I see the module has the option to limit the number of bytes which will be indexed, Number of first N bytes to index in the extracted string.
https://www.drupal.org/project/search_api_attachments/issues/2888827 . However this is limited to 99999 bytes.

I'd like to submit a patch increasing this limit. In our case this will allow us to index as much data as possible without passing a certain size (~1MB) which is causing 413 errors when sending to solr containers.

Support from Acquia helps fund testing for Drupal Acquia logo

Comments

weemondo created an issue. See original summary.

izus’s picture

I'm ok with increasing the limit
please submit the patch
Thanks

izus’s picture

increased it to 99999 , that's almost 1 MB

  • izus committed 8efa8cc on 8.x-1.x
    Issue #3015359 by weemondo, izus: Increase maximum size limit for...
izus’s picture

Status: Active » Fixed
weemondo’s picture

Status: Fixed » Active

Apologies for reopening, and apologies for not submitting my patch sooner. But I think we should make the limit more flexible, in my case my limit was 1MB, but others may have a different limit. The patch here makes the extracted limit behave more like the upload limit to allow the extracted limit to be specified in text eg 100, 10 KB 10 MB.

weemondo’s picture

Attaching patch this time

izus’s picture

Hi,
i didn't test it or dit a full code review but here is a quick mention that i noticed

+++ b/src/Plugin/search_api/processor/FilesExtractor.php
@@ -460,13 +460,13 @@ class FilesExtractor extends ProcessorPluginBase implements PluginFormInterface
+      '#title' => $this->t('Limit size of the extracted string before indexing in solr.'),

This is not true : it's available for all extraction methods not only solr.

weemondo’s picture

Aha, good point! Updated to remove reference to solr.
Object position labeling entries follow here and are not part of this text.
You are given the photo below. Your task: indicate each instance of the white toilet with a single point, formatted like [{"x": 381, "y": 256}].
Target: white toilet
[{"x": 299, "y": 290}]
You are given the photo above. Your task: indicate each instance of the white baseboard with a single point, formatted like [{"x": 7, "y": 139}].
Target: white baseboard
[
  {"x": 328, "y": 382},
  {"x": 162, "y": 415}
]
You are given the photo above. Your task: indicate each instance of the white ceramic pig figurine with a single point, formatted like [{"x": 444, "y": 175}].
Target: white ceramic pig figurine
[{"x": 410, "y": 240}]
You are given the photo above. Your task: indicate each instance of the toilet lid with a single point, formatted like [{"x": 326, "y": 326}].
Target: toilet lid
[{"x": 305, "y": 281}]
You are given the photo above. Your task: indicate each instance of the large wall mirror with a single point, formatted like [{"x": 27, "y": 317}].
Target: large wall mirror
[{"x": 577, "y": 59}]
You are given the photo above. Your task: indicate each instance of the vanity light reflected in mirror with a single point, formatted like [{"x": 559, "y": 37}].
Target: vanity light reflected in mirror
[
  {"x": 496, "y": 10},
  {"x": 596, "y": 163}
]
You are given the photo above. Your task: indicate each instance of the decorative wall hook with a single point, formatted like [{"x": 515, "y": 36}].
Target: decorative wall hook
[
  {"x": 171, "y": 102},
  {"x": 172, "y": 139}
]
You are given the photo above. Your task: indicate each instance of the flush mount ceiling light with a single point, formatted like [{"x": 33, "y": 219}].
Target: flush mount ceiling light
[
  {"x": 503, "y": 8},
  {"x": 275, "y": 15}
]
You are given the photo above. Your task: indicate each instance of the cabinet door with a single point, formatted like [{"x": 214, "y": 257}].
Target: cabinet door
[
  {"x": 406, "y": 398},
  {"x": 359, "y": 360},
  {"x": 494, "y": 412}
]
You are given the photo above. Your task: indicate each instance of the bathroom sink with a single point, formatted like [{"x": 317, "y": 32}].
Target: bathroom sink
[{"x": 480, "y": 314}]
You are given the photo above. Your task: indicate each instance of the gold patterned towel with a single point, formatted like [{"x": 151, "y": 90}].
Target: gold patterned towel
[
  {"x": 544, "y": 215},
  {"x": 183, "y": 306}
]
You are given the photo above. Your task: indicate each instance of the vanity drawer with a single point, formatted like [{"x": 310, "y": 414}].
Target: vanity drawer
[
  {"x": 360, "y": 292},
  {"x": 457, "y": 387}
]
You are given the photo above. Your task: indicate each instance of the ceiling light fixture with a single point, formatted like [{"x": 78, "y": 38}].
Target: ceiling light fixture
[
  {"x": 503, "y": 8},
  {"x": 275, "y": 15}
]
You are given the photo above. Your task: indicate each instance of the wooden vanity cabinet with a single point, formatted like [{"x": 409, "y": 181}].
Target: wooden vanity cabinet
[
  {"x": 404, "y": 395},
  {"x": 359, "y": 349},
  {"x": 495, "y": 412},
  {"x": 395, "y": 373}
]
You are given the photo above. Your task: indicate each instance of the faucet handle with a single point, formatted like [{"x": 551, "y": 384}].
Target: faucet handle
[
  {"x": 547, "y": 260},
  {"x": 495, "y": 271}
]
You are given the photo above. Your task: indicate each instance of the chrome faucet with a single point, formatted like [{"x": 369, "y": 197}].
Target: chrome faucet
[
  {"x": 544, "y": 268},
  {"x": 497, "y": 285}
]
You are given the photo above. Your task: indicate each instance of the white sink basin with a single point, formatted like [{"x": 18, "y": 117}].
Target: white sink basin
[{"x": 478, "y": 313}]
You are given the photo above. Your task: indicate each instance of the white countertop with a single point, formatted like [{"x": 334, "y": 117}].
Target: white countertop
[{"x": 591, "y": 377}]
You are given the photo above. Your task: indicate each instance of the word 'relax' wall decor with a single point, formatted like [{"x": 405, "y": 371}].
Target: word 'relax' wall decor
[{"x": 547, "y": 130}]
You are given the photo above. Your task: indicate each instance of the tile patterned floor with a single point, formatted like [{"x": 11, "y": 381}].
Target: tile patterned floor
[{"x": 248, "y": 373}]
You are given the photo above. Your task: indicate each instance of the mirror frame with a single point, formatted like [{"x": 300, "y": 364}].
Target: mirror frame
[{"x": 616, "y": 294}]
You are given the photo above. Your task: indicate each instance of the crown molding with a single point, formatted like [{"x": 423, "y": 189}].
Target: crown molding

  • izus committed 682abdf on 8.x-1.x
    Issue #3015359 by izus: Add a commun validator method for...
  • izus committed 7b73b78 on 8.x-1.x authored by weemondo
    Issue #3015359 by weemondo, izus: Increase maximum size limit for...
izus’s picture

Status: Active » Fixed

hi,
it is now merged
i also refactored the code to use the same validator helper method for number_first_bytes and max_filesize settings

Status: Fixed » Closed (fixed)

Automatically closed - issue fixed for 2 weeks with no activity.